I can suggest my anthro dragon if you want


----------



## Captain TrashPanda (Mar 9, 2019)

Captain James K. TrashPanda would be honored.


----------



## teacozy1 (Mar 10, 2019)

Captain TrashPanda said:


> Captain James K. TrashPanda would be honored.



Oh awesome :3 
You got a discord? We could talk more about it there.


----------



## teacozy1 (Mar 10, 2019)

. Mate397 said:


> I can suggest my anthro dragon if you want


Oh a dragon sounds awesome~! You got a discord we can talk on?


----------



## teacozy1 (Mar 10, 2019)

Whimsycal said:


> Sounds fun  if you are still looking for a partner I am more than up for it.



I am~! You got a discord we can talk on?


----------



## Whimsycal (Mar 10, 2019)

teacozy1 said:


> I am~! You got a discord we can talk on?

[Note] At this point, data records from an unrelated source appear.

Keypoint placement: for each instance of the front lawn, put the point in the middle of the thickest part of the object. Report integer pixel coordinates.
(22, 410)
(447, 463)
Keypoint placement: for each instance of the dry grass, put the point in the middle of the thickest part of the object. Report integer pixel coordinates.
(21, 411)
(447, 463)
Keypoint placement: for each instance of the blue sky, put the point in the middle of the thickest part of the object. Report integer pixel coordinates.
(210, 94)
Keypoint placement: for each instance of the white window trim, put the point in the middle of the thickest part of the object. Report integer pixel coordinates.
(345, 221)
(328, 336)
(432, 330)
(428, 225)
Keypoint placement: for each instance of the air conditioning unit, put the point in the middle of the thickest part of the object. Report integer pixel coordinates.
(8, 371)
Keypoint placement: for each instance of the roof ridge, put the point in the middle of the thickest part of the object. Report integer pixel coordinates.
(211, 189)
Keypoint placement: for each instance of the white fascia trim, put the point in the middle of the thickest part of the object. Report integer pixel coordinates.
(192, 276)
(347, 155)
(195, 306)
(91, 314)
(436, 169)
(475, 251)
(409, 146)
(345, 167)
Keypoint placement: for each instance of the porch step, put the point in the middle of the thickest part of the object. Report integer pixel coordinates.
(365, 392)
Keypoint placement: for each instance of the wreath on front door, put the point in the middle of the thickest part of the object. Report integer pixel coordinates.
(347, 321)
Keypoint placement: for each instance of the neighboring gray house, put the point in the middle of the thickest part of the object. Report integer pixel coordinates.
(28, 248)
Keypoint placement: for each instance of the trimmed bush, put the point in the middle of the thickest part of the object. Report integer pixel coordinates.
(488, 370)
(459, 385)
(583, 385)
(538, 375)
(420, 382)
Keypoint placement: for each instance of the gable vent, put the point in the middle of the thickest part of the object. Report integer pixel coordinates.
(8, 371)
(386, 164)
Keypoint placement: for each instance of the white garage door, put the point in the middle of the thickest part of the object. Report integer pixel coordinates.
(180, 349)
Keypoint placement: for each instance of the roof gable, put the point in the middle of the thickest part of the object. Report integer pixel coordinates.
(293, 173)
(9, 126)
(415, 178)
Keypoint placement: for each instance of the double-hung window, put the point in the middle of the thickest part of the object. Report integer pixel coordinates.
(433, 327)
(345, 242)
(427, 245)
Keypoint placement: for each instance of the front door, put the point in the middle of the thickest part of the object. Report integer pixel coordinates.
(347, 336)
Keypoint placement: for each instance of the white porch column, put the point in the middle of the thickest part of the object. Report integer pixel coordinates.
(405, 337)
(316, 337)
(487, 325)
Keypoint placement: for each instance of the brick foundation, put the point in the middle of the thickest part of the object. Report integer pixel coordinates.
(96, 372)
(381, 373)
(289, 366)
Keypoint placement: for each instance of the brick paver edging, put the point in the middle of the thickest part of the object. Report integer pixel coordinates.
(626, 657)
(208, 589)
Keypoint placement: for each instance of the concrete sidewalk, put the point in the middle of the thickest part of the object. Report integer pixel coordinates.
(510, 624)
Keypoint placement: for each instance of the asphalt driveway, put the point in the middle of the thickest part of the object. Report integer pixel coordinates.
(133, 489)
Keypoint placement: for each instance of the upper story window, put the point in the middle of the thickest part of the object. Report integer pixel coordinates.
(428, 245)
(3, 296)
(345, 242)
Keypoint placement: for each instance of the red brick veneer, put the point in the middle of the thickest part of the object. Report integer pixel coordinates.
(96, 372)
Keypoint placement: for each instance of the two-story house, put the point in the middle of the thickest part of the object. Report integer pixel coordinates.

Yup I do! Sending you a message


----------



## Kade ZKing (Mar 10, 2019)

I like the idea if still open. 

Does have to be on discord or can be it Furaffinity?


----------



## teacozy1 (Mar 10, 2019)

Kade ZKing said:


> I like the idea if still open.
> 
> Does have to be on discord or can be it Furaffinity?



Yeah it is and I can do it on FA if you feel better doing it on there.


----------



## . Mate397 (Mar 10, 2019)

teacozy1 said:


> Oh a dragon sounds awesome~! You got a discord we can talk on?


Yes, sending it in a note


----------



## Kade ZKing (Mar 10, 2019)

teacozy1 said:


> Yeah it is and I can do it on FA if you feel better doing it on there.


Ok, i don't much about discord but I do one, or I use Userpage of The-Z-King -- Fur Affinity [dot] net


----------



## teacozy1 (Mar 10, 2019)

Kade ZKing said:


> Ok, i don't much about discord but I do one, or I use Userpage of The-Z-King -- Fur Affinity [dot] net


Ok I'll send you a note on FA then


----------



## Captain TrashPanda (Mar 10, 2019)

teacozy1 said:


> Oh awesome :3
> You got a discord? We could talk more about it there.


yea, ill send you a pm on here with my tag


----------



## max-sutari (Mar 11, 2019)

Hi, I'll be interested in this roleplay you have here. I'll post a link to my FA profile. Have a look at my characters and if one stands out to you send me a note on FA. After that I'll give you my discord username.

Userpage of max-sutari -- Fur Affinity [dot] net

Thank you


----------